Put another way, if you're using a model like Fable because you need the absolute frontier of capability and cheaper models cannot solve your tasks, then there is a very real chance that a compression strategy like this drops Fable's accuracy such that it's no longer suitable for your task. Which defeats the point of you paying for the most expensive model in the first place.
So, it's cool research. Might be useful for some people. Probably isn't something that has incredible utility in real use cases.
DeepSeek published a pretty well circulated paper on exactly this many months ago. It just hasn’t been attempted and shared publicly, asa retrofit, AFAIK.
Also, it’s no free lunch, the readme indicates that this “use images” hack is lossy and reduces success rates alongside the reduced cost. Most labs would focus on success increases regardless of price.
The image trick reduces context because it’s lossy. The README says you can’t use it for anything needing exact recall. It produces a gist of the input.
You could achieve something similar by using a small, cheap model to pre-summarize information for the expensive LLM. This is what many people do already and it’s a much better way to do it for most situations.

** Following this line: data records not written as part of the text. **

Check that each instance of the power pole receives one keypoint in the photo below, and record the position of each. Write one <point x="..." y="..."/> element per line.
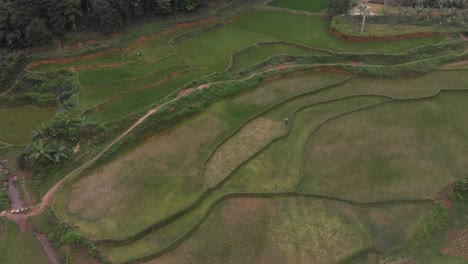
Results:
<point x="364" y="10"/>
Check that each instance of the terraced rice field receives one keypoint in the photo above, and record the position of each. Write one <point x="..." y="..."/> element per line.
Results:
<point x="315" y="164"/>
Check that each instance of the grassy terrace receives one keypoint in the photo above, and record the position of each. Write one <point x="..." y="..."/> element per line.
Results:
<point x="234" y="182"/>
<point x="16" y="123"/>
<point x="302" y="5"/>
<point x="19" y="247"/>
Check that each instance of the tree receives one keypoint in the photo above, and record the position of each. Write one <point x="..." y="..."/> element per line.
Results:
<point x="163" y="6"/>
<point x="37" y="33"/>
<point x="338" y="7"/>
<point x="73" y="10"/>
<point x="364" y="12"/>
<point x="40" y="151"/>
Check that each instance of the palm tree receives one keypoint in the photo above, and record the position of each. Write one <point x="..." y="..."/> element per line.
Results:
<point x="73" y="10"/>
<point x="60" y="151"/>
<point x="364" y="11"/>
<point x="41" y="150"/>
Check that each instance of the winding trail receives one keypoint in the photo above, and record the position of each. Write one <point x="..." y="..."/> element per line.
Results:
<point x="20" y="218"/>
<point x="50" y="194"/>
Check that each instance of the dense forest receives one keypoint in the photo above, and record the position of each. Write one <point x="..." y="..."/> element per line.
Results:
<point x="25" y="23"/>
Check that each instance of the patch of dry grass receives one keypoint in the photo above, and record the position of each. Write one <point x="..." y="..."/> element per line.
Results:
<point x="150" y="177"/>
<point x="405" y="150"/>
<point x="276" y="230"/>
<point x="250" y="139"/>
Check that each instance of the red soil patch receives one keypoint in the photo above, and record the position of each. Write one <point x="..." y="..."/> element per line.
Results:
<point x="72" y="59"/>
<point x="24" y="173"/>
<point x="168" y="31"/>
<point x="382" y="39"/>
<point x="408" y="74"/>
<point x="101" y="65"/>
<point x="244" y="210"/>
<point x="332" y="69"/>
<point x="457" y="244"/>
<point x="455" y="64"/>
<point x="357" y="63"/>
<point x="231" y="19"/>
<point x="57" y="43"/>
<point x="444" y="193"/>
<point x="272" y="78"/>
<point x="203" y="86"/>
<point x="186" y="91"/>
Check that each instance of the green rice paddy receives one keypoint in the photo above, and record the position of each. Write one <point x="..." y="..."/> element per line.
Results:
<point x="311" y="166"/>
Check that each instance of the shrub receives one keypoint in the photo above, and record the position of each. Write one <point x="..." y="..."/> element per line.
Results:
<point x="338" y="7"/>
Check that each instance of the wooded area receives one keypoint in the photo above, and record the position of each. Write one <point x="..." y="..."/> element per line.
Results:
<point x="25" y="23"/>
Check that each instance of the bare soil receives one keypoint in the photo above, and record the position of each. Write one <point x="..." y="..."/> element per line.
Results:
<point x="457" y="244"/>
<point x="456" y="64"/>
<point x="73" y="59"/>
<point x="383" y="39"/>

Also I don't think you realize how much dumb stuff is still left on the table. That the market is worth trillions is quite irrelevant here given the dynamism of the field.
Educate me: what is an "optical token" when dealing with LLMs?
A text encoding uses 8bits per character on average, tokenization further compresses that
An image font would be 25 bits if 5x5, and most fonts are 12 pixels high
Of course it isn't efficient, this is a pricing inefficiency and a hack to exploit it (even the author describes it as an exploit)
Text tokens are high-dimensional vectors, not 8 bits per character. Every token has a deep embedding, e.g. 1024 float values per text token.
DeepSeek-OCR proved 10x+ compression from visual embedding of text, which was a groundbreaking result. [1]
Very cool to see OP's project hacking on this principle. It's still not lossless, as noted in the github, but is a promising research direction.
[1] https://github.com/deepseek-ai/DeepSeek-OCR/blob/main/DeepSe...
The top line can be the OCR-able instruction on how to decode the rest of the image, and the rest of the image would be random-looking colourful palette. It might not even need to use 8 bits per character, since ANSI is 7 bits/character.
It kinda makes sense too. Because while people do read code word by word, we often "glance over" it and do roughly pattern recognition on it to know what it does. Only homing in on something when we need to answer a specific question. I think humans kinda naturally do this exploit anyway
Would that reduce the number of tokens used too?
input tokens are cheaper than output tokens. seems like it would maybe reduce input tokens at the expense of many more output tokens if you're actually triggering OCR via thinking?